Effect of cobalt on microstructures and mechanical properties of Nimonic 80A has been investigated. Room temperature tensile strength increases by about 8.8%, and stress-rupture life at 750 °C/310 MPa increases by about 53.0% of 5Co alloy. Area fraction of γ' linearly increases from about 59.6% to 65.6% and average diameter of γ' significantly decreases from about 21.0 to 6.6 nm with the increased Co content after full heat treatment. The γ' exhibits a coherent orientation relationship with γ on {100} and {110}. Area fraction of γ' decreases and average size of γ' increases after stress-rupture test for each alloy due to the coarsening of approximately spherical γ' particles, but addition of Co can stabilize γ' phase because the average size of γ' in 5Co alloy is smaller than that in 2Co alloy.
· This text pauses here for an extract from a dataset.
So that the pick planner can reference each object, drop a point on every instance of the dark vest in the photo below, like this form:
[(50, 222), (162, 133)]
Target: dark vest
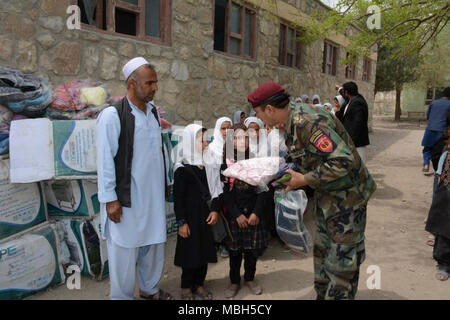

The lattice misfit of γ'/γ increases with the increased Co content both before and after stress-rupture test, but the lattice misfit for each alloy slightly decreases after stress-rupture test compared with that after full heat treatment. The addition of Co can easily lead to the appearance of numerous dislocations, and significantly varied interplanar spacing of {111} and {200} in γ phase. The blocky Cr₂₃C₆ carbide prefers to precipitate at GBs with an orientation relationship with the nearby γ matrix on {100}, the Cr₂₃C₆ carbide can suppress the movement of dislocations and grain boundaries, which benefits better mechanical properties.